You might be thinking you don’t have to worry about this problem because you don’t have scoliosis and you feel fine right now. I had to re-learn how to use all of my major muscle groups and work to convince my body I love it and want to keep it forever, but hopefully you don’t have to go through all of that. Even if I have more urgent reasons to keep active than the average person might, I think everyone is or at some point will be susceptible to the discomforts of constant sitting. I know my husband occasionally gets a bit discombobulated from his office tasks. I got through grad school thanks to getting on a relatively obsessive exercise routine. No, I don’t hang out in the gym for hours on end, but I did figure out a system that works for me. Here are a few of the tricks that keep me going at peak performance:

  • I do my assigned battery of physical therapy exercises for my dysfunctional body parts 3x/week, no matter what. Tired, not feeling well, traveling, busy, no matter. I do the exercises. I learned the hard way what happens when I don’t.
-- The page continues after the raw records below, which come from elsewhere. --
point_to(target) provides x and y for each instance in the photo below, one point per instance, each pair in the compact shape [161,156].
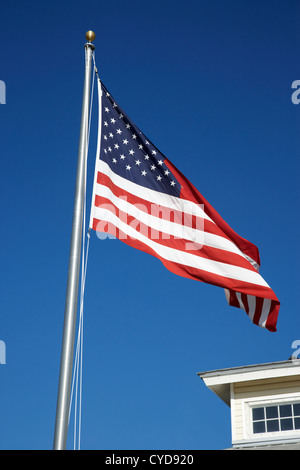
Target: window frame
[268,435]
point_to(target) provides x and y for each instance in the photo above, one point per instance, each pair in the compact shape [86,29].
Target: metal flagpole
[66,364]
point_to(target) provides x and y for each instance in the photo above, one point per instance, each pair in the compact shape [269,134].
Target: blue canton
[129,153]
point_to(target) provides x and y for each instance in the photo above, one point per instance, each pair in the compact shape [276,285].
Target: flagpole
[67,352]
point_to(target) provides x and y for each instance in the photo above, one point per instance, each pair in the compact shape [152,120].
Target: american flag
[142,199]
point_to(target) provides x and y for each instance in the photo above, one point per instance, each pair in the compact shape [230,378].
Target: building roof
[219,380]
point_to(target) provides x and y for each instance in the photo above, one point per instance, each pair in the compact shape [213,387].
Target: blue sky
[210,84]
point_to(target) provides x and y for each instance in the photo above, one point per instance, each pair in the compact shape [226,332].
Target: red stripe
[190,193]
[166,239]
[173,214]
[258,309]
[189,271]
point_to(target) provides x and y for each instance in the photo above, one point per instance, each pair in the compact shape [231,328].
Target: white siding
[266,389]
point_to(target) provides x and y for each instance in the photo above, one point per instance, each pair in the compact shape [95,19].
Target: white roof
[219,380]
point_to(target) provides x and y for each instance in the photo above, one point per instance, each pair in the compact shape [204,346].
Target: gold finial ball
[90,36]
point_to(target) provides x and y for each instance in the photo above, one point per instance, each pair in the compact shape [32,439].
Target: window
[276,418]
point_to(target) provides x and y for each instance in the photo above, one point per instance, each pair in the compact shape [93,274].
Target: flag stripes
[160,212]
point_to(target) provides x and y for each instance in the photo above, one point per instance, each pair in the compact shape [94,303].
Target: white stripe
[239,297]
[252,305]
[155,223]
[98,147]
[150,195]
[265,312]
[181,257]
[182,205]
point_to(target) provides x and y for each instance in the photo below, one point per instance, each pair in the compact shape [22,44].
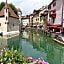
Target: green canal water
[35,44]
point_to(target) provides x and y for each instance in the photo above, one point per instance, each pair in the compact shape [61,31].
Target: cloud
[27,6]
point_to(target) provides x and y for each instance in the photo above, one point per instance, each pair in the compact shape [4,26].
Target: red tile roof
[10,11]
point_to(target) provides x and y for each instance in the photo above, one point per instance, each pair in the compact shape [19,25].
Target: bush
[12,57]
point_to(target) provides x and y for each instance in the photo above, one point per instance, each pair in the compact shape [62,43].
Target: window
[13,24]
[6,17]
[49,7]
[6,10]
[0,24]
[54,4]
[36,19]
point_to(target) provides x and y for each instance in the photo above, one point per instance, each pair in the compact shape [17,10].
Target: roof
[36,12]
[10,11]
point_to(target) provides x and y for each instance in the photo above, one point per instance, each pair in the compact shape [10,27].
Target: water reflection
[39,45]
[8,42]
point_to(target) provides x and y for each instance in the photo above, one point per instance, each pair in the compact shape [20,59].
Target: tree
[2,4]
[14,8]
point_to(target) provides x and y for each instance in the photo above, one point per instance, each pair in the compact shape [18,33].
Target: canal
[35,44]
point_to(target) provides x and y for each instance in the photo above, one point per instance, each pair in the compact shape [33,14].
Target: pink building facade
[56,14]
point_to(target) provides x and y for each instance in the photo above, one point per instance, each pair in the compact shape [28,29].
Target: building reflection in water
[9,42]
[54,52]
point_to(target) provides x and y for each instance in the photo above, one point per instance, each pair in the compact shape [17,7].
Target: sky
[27,6]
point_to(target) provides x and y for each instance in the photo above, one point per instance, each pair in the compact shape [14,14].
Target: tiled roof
[10,11]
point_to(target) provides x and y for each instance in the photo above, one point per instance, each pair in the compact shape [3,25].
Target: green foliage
[13,57]
[14,8]
[2,4]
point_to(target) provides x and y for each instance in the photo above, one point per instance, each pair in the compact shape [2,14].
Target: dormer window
[6,10]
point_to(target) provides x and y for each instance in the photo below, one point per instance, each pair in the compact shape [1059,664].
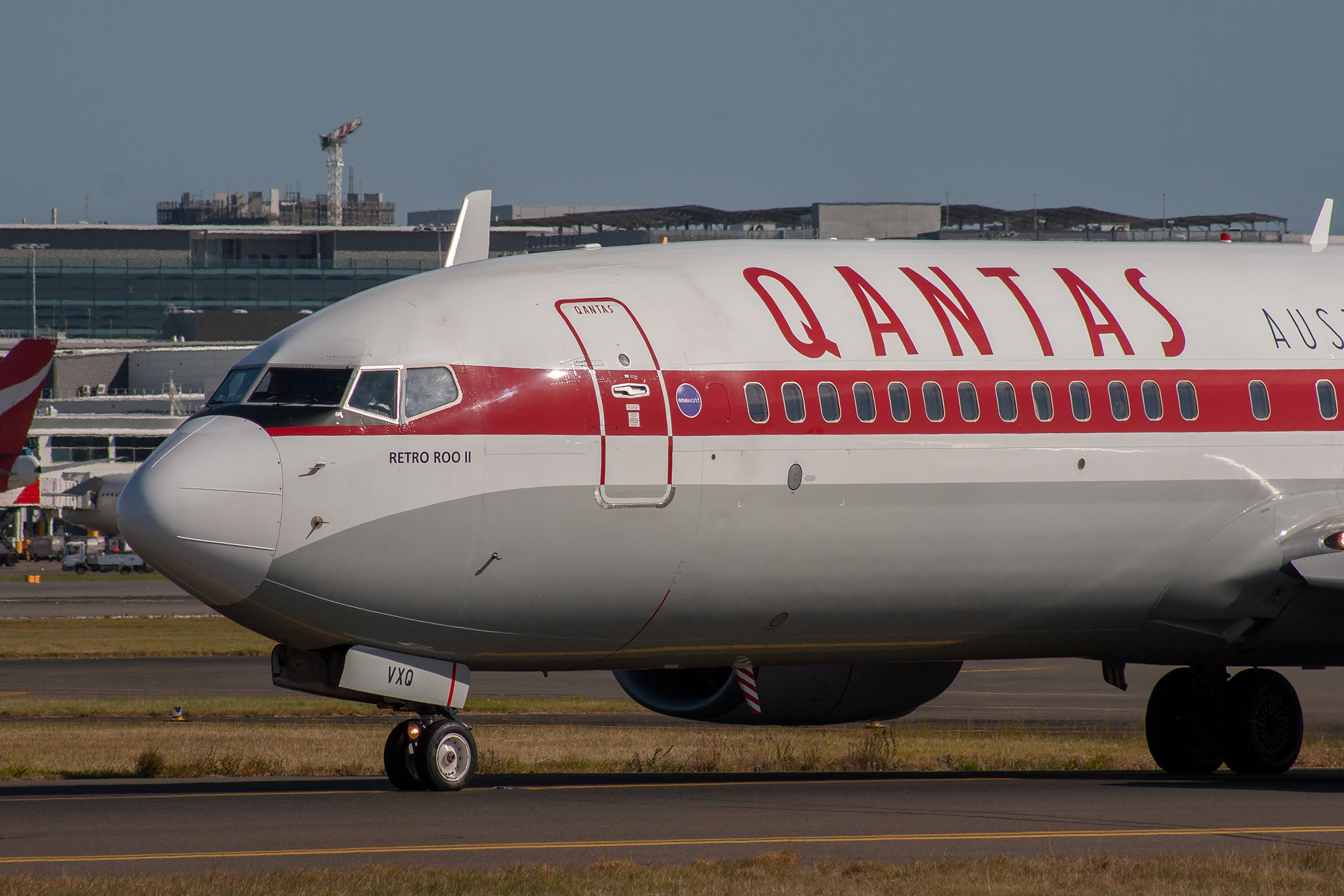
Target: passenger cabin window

It involves pain, injury, regret, and sadness – oh, and lots of physical therapy. It took me several years to get it through my head that this was a must, but now that I’m on a roll, I don’t dare stop. This part doesn’t necessarily apply to everyone.
  • I go to Zumba two to three times per week and go out for a walk everyday, weather permitting. Zumba is a social & physical activity that I enjoy and I love getting outside a little each day whenever possible. Substitute whatever cardio you like best as needed, even if it’s CrossFit! CrossFit sounds awful to me, but apparently it is quite a fitness phenomenon
  • Pilates and/or Yoga help strengthen core muscles, which are really important for good posture and not feeling decrepit in general. 
  • As recommended in the NPR article linked above, I get up often to move around, stretch, take a short break. For me, getting up about every half hour to do a few stretches is the best, but that’s not always practical. Every hour is the minimum. For me, I feel when I have gone over the limit pretty quickly, but setting a timer can help if you tend to forget or put it off. 
  • Sometimes I stand or walk around as the work permits. I have been known to prop my book up on a shelf and sway my hips to and fro, or to pace around my office reading. My dream is a convertible sitting/standing desk, but they are super expensive, so I improvise. I could build one using this informative how-to video if I was really motivated and had the time.
  • My laptop is positioned on an 8-inch platform on my desk so I look straight ahead at it and I have an external keyboard. I sit back in my chair and resist the urge to crane my neck forward – the screen moves to me, not vice versa. 
  • Most of the time, I work at home, where I control my environment: the desk and chair height, where my computer screen sits, how often I can take breaks and do bizarre stretches.
  • Balance is my friend, and yours. I carry the minimum amount of things I need in a backpack which I wear on both shoulders. I never sit with my legs crossed. I avoid any motion or position that causes strain of any kind.

What are your tricks for staying active in spite of being in a sedentary line of work?